I also set up a media streamer for my office: RPi 4B 2GB and IQaudIO DAC running RaspiOS Bookworm and 1 Snapclient instance. RCA outputs connected to ICEpower amplifier powering 2 KEF speakers. 
 
Observations and tips: 
 
Sound quality: RPis with DAC8X and IQaudIO DACs sound much better than the Sonos Connect devices they replace. There is more detail and better channel separation.  If you use Mopidy, it is worth customising the GStreamer pipeline to improve audio quality.
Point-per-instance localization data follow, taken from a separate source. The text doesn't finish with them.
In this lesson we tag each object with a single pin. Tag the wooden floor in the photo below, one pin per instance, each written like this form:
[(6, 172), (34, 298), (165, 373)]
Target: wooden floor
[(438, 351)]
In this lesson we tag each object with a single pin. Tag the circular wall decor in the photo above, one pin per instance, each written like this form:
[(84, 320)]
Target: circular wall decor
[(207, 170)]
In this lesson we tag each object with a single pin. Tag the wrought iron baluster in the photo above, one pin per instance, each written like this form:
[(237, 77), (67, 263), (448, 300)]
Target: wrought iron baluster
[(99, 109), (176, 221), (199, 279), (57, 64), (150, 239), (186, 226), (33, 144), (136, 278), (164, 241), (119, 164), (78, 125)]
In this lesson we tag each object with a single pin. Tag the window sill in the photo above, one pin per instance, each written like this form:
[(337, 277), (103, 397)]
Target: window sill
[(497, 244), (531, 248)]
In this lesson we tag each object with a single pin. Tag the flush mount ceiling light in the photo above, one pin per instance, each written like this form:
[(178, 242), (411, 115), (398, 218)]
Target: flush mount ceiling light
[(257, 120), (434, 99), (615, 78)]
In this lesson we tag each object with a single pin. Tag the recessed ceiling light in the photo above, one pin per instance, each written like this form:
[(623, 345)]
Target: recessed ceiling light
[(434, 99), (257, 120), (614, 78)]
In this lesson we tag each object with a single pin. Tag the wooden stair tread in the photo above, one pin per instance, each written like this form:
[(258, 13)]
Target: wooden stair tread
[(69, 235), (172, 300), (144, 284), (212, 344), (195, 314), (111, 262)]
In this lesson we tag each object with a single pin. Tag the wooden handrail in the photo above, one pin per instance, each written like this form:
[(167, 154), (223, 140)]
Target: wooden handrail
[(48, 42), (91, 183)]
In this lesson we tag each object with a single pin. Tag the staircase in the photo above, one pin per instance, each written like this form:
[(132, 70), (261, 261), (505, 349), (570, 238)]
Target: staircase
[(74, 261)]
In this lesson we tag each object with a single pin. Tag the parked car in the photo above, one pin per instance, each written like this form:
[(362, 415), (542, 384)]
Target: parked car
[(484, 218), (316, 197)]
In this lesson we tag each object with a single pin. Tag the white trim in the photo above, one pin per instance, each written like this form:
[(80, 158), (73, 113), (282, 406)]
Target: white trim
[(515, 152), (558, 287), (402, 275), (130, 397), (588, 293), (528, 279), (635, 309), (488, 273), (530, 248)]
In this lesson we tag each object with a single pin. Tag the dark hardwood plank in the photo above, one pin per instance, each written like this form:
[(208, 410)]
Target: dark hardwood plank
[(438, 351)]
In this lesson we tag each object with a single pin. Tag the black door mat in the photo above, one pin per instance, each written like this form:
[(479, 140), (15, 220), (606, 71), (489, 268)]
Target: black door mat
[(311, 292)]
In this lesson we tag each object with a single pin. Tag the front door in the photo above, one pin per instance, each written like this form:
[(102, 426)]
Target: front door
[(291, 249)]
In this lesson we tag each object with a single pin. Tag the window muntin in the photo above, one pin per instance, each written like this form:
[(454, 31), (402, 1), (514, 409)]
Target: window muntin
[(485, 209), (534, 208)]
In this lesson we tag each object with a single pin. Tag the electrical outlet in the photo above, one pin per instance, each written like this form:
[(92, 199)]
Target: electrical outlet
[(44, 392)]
Here is mine (still being refined): 
 
output = audioconvert ! audio/x-raw,rate=96000,channels=2,format=F64LE 
! volume volume=0.5 
! audioresample resample-method=kaiser sinc-filter-mode=full quality=10 
! equalizer-10bands band0=+8.0 band1=+6.0 band2=+4.0 band3=+2.0 band4=-1.0 band5=-2.0 band6=-2.0 band7=-1.0 band8=-1.0 band9=-1.0
! audioconvert ! audio/x-raw,rate=96000,channels=2,format=S32LE 
! filesink location=/run/snapserver/snapfifo
 
Pi capacity: The Pi 4B and 5 have plenty of CPU, RAM and network and file I/O capacity for this purpose.  The GStreamer pipeline in particular is heavy work and the Pi 4 handles it easily. The Pi 5 easily streams 4 zones concurrently. 
 
Network performance: The Pi running Mopidy often shows 35Mbps network throughput when playing a multi-channel source eg 8 channel flac plus five 96000:32:2 streams to Snapclients). The Pi's initially wanted to use 2.4GHz so I band steered them to 5GHz using Ubiquity config.  Start with lower resolution audio (eg 44100 16 bit stereo) and work up to higher sample rates and sizes. Locate Pis in line of sight to router/AP if possible. Use Pi cases that don't block WiFi signal eg acrylic top rather than metal. I don't get audio dropouts. 
 
Happy to answer any questions and help anyone doing similar projects.